Nuclear industry apologists, pundits, vested interests, and public relations professionals would love you to believe that the Fukushima Daiichi was not really catastrophic. Even the Washington Post recently published an editorial (PDF at Beyond Nuclear) with the misleading and callous statement:
“Following the scary but ultimately non-catastrophic Fukushima nuclear crisis…”
which has lead to outrage from good people who know better. I am not sure what motivated the Washington Post to publish such a trivializing misrepresentation, but it certainly had nothing to do with understanding the facts.
Fukushima most certainly has been a catastrophic event due to the multiple meltdowns and the massive amounts of radiation spewed forth into the world. Here are some numbers and facts regarding very real effects to date caused radioactive catastrophe:
- 573 people died due to the Fukushima nuclear catastrophe, not the quake or tsunami
Many people were forced to evacuate their homes, businesses, hospitals, schools – and hundreds have already perished due to the accident. These numbers are rising as the Japanese government examines more cases. These hundreds of victims would have been alive today if the catastrophe were just the quake and tsunami, and did not involve the man-made nuclear disaster. Nuclear industry apologists like to spin this as “nobody died from radiation” however this is quite misleading. Many experts expect up to a million additional cancer and other deaths from radiation during coming decades as a result of exposure.
- 160,000+ livelihoods have been destroyed by the nuclear catastrophe
Radiation forced huge numbers of people to evacuate contaminated regions in Japan, in many cases destroying generations-old family land, farms, businesses, entire cities, towns and villages, schools, ancestral graveyards – entire livelihoods have been completely destroyed on a massive scale. As opposed to victims of the quake and tsunami, these survivors cannot go back home and must throw away everything that they have owned and built. Insensitive nuclear apologists try to frame this as “merely a displacement”, but for anyone familiar with Japanese culture this is a horrible torturous destruction.
- 8% of Japan’s land is poisoned by radioactive cesium
Though most of the radioactive poison went into the ocean, eight percent of Japan’s land has been blanketed by radioactive cesium and other carcinogens. According to Asahi Asia & Japan Watch,
“Spanning 13 prefectures, the affected area has accumulated more than 10,000 becquerels of cesium 134 and 137 per square meter, according to the science ministry.”
“Some 8 percent of Japan’s land area, or more than 30,000 square kilometers, has been contaminated with radioactive cesium from the crippled Fukushima No. 1 nuclear power plant.”
- Farming industries have been destroyed
Even far from the exclusion zone, thousands of farmers have lost their ability to grow rice, raise cattle, grow vegetables, fruit, gather mushrooms, and other farming related industries. Companies that relied on these now radioactive farms in many cases have failed or had to move to different areas. Even farms that have not suffered contamination directly are stigmatized – nobody wants to risk their children to possible radioactive poisoning.

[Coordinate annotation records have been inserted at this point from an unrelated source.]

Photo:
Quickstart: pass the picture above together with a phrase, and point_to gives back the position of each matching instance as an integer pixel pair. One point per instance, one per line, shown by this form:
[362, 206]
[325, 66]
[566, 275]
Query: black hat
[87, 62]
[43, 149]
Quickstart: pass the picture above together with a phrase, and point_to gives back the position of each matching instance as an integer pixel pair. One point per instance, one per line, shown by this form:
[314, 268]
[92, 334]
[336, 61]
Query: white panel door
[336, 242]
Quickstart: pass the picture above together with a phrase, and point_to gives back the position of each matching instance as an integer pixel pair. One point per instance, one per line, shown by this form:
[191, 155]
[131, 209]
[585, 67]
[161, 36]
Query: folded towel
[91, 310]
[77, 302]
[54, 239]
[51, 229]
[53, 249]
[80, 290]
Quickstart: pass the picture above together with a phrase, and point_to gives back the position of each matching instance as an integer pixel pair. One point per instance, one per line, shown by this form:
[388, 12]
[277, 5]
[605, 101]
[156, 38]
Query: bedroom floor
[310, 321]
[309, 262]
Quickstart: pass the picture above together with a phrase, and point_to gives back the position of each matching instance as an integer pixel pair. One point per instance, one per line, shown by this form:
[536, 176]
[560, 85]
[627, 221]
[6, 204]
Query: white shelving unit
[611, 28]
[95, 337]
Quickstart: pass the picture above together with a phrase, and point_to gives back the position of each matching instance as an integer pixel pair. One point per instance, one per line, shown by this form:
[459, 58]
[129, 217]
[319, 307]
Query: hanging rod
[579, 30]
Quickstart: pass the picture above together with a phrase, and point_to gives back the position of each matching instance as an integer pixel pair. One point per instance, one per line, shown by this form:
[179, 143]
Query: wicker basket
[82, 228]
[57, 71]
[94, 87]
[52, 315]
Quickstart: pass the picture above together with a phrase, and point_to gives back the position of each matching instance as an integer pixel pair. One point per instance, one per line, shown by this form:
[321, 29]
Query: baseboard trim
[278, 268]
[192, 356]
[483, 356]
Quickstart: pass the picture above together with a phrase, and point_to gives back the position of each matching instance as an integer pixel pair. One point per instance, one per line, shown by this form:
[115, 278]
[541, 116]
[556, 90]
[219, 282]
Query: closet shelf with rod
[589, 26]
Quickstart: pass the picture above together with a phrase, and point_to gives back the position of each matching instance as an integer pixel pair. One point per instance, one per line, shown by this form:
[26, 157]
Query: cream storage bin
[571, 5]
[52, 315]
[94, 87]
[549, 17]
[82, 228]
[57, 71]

In many cases, these farms have been in families for many generations and the blow of having the family farms wrenched away is devastating.
- Fishing industries have been destroyed
Like farming, generations-old fishing villages have been devastated as radiation contaminated fishing zones prevent these fishermen and their associated industries from recovering from the devastation of the quake and tsunami. Contamination is getting stuck in the seafloor, not flowing away. As the radioactive poisons travel up the food chain, it is concentrated into larger fish such as tuna, so important to Japan’s fishing industries.
- One of the world’s largest utilities has been virtually bankrupt
TEPCO, formerly the world’s largest electric power utility, has been virtually bankrupt and nationalized due to the Fukushima nuclear radiation catastrophe. The financial effects of this disaster alone will strain Japan’s entire economy for years to come.
The list above is merely what has happened to date. Moving forward, there is no clear understanding of where long term exposure to radiation from the catastrophe will lead. Experts in the field are highly divided over the effects of low level radiation and some predict up to a million or more unnecessary fatalities related to exposure over the coming decades.
Further forward, it is unclear how long term exposure will affect future generations. In Belarus, for example, large numbers of children are born with birth defects in Chernobyl effected areas. Will we see similar tragedy in Japan? Only time will tell.
In the meantime, I hope that the Washington Post’s editorial board and many other journalists, editors, pundits, bloggers who have similarly tried to trivialize the Fukushima nuclear catastrophic disaster, will reconsider their callous treatment of a truly horrific event.